= Cuz Cuz =

Village and archeological site in Chile

Cuz Cuz or Cuzcuz is a small village and an archeological site which lies about 6 kilometers from the city of Illapel, Choapa Province, in the Coquimbo Region of Chile. It is important in Chilean history as the place where the treaty ending the Chilean Civil War of 1829 was signed.

==History==
The first inhabitants of the area arrived during the Paleoindian Period (12000-8000 a.C) characterized by hunters of large size animals. Archeological digs for this periods have been found in the Quereo site. The second period is the Archaic (8000 -200 a.C) with a population of hunters and gatherers. The third population period is the Agro-Potters with: a) the El Molle complex (130 a.C-700 d.C), b) Las Ánimas (800-1000 d.C) and c) Diaguita culture (1000-1536 d.C). Finally the Incas conquered this territory shortly before the arrival of the Spaniards, which establish their main population center about 5 kilometers away, at the confluence of the rivers Illapel and Choapa, founding the city of Illapel.

The Treaty of Cuz-Cuz, between the liberal and the Conservatives forces that brought an end the Chilean Civil War of 1829 was signed here.

==Tourism==
Cuz-Cuz is home to one of the largest concentrations of petroglyphs from the El Molle culture.

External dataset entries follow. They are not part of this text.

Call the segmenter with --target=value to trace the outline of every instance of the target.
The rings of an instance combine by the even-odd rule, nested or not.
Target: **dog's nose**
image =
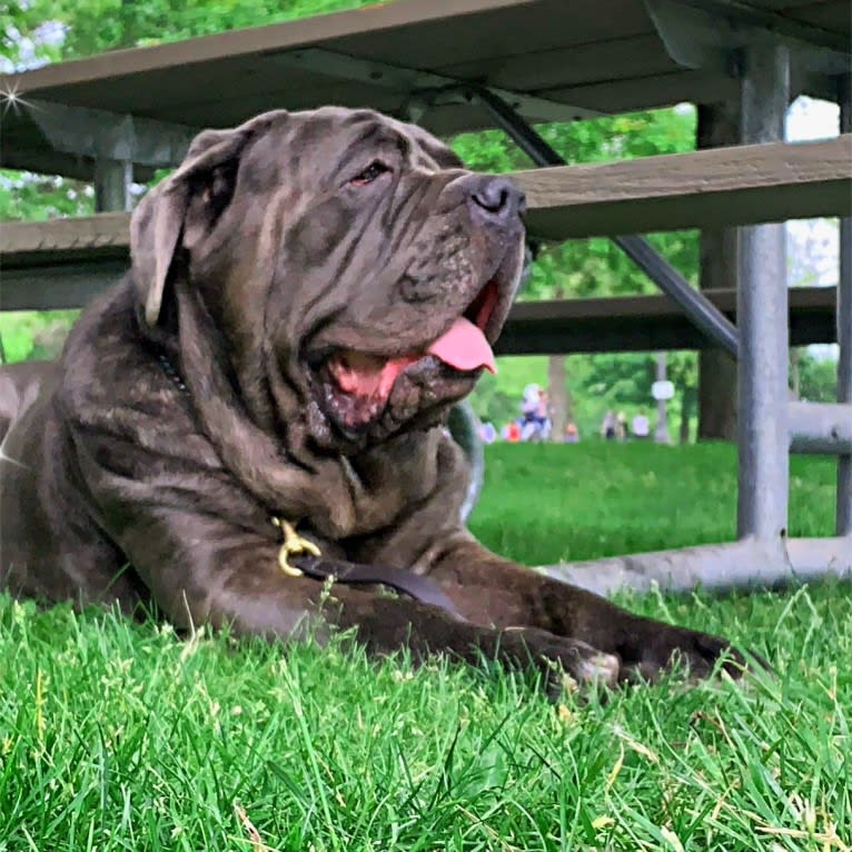
[[[526,208],[526,197],[508,178],[485,175],[472,181],[468,202],[474,219],[484,225],[505,225]]]

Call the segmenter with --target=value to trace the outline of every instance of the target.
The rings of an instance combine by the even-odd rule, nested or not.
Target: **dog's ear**
[[[189,147],[180,167],[142,198],[130,220],[133,279],[149,326],[157,325],[164,291],[187,224],[198,204],[209,225],[230,202],[239,157],[257,131],[249,121],[234,130],[205,130]]]

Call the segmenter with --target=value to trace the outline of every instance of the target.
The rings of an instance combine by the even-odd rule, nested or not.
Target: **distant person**
[[[624,412],[618,412],[615,418],[615,436],[618,440],[627,440],[627,415]]]
[[[604,415],[604,419],[601,423],[601,435],[603,435],[606,440],[615,440],[615,430],[617,428],[618,423],[615,419],[615,412],[610,409]]]
[[[521,439],[544,440],[549,433],[547,394],[538,385],[527,385],[521,400]]]
[[[494,444],[497,439],[497,429],[494,428],[494,424],[486,420],[479,427],[479,437],[485,444]]]
[[[651,435],[651,420],[644,412],[640,412],[631,424],[633,430],[633,437],[640,440],[645,440]]]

They are spread out over an area of approximately 35 square kilometers. This site seem to form part of a large ancient astronomical observatory, with the petroglyphs being their astronomical records.

May 15 is San Isidro Day in Cuz-Cuz. If the day falls on a Monday, the following Sunday is celebrated. Celebrations begin at noon with a Mass, followed by a procession and Chinese dances.